Polynesia: Enabling Effective Hybrid Transactional/Analytical Databases with Specialized Hardware/Software Co-Design
Amirali Boroumand, Saugata Ghose, Geraldo F. Oliveira, Onur Mutlu

TL;DR
Polynesia is a hardware-software co-designed system that significantly improves the performance and energy efficiency of hybrid transactional/analytical databases by reducing data movement and update costs through specialized hardware and processing-in-memory techniques.
Contribution
This paper introduces Polynesia, a novel co-designed system that partitions HTAP databases into islands and employs custom hardware and algorithms for enhanced efficiency.
Findings
Achieves 1.70X higher transactional throughput
Achieves 3.74X higher analytical throughput
Reduces energy consumption by 48%
Abstract
An exponential growth in data volume, combined with increasing demand for real-time analysis (i.e., using the most recent data), has resulted in the emergence of database systems that concurrently support transactions and data analytics.

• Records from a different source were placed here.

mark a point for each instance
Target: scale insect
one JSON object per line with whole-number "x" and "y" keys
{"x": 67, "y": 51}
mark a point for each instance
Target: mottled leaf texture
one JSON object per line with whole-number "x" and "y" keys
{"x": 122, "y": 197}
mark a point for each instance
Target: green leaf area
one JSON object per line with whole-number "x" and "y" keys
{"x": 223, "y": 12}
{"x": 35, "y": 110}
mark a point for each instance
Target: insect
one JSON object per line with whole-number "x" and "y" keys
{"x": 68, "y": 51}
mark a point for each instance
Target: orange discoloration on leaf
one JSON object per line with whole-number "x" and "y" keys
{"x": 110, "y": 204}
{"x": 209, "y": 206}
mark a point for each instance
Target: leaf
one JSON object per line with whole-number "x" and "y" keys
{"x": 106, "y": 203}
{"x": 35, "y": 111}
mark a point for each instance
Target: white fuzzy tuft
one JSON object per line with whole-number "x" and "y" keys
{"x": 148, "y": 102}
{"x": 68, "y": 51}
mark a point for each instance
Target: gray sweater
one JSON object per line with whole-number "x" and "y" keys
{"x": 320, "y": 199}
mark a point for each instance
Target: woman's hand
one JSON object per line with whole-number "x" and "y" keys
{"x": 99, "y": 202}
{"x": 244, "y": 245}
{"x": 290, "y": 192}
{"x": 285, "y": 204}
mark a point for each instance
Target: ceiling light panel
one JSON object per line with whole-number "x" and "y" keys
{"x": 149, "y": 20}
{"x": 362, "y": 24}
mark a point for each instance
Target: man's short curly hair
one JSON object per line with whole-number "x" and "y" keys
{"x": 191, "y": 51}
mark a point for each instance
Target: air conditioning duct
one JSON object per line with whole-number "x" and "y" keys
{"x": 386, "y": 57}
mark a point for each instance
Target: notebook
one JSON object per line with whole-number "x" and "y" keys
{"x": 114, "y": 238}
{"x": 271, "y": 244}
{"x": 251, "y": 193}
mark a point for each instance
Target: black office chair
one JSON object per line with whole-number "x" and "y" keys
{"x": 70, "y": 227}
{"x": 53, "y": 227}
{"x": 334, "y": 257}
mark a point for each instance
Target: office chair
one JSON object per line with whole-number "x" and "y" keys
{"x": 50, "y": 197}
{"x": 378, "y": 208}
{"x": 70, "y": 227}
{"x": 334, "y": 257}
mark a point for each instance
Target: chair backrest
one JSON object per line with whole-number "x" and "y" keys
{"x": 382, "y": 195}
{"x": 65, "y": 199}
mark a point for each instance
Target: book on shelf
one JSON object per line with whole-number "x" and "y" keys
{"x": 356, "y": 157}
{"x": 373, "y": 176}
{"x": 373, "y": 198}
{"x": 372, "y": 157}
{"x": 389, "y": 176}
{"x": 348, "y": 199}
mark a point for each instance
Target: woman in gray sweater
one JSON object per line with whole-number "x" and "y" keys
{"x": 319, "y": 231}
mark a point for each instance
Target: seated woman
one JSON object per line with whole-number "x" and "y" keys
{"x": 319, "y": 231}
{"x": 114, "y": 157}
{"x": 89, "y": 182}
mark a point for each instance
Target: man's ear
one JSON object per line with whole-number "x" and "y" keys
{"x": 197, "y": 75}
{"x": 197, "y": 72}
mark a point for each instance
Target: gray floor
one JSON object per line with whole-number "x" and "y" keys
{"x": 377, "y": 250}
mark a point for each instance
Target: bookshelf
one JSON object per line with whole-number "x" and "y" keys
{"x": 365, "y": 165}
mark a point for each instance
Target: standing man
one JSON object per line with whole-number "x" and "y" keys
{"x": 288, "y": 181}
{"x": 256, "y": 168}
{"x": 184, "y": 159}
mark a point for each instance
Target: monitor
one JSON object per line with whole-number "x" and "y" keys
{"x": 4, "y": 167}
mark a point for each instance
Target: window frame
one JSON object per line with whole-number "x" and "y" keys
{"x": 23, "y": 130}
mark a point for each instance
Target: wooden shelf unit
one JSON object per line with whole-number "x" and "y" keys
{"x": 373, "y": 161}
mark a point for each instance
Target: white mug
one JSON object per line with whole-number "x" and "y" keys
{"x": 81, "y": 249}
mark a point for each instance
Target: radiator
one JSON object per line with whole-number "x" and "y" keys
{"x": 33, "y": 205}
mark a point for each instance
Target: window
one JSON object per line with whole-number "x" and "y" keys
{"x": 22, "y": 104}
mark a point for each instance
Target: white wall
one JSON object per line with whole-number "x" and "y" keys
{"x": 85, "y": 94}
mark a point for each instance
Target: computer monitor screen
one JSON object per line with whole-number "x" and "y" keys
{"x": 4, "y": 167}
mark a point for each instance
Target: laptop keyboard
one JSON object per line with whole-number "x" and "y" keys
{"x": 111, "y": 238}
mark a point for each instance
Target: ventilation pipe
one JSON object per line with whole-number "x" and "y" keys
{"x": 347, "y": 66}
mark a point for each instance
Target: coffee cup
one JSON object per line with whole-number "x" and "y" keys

These hybrid transactional and analytical processing (HTAP) database systems can support real-time data analysis without the high costs of synchronizing across separate single-purpose databases. Unfortunately, for many applications that perform a high rate of data updates, state-of-the-art HTAP systems incur significant drops in transactional (up to 74.6%) and/or analytical (up to 49.8%) throughput compared to performing only transactions or only analytics in isolation, due to (1) data movement between the CPU and memory, (2) data update propagation, and (3) consistency costs. We propose Polynesia, a hardware-software co-designed system for in-memory…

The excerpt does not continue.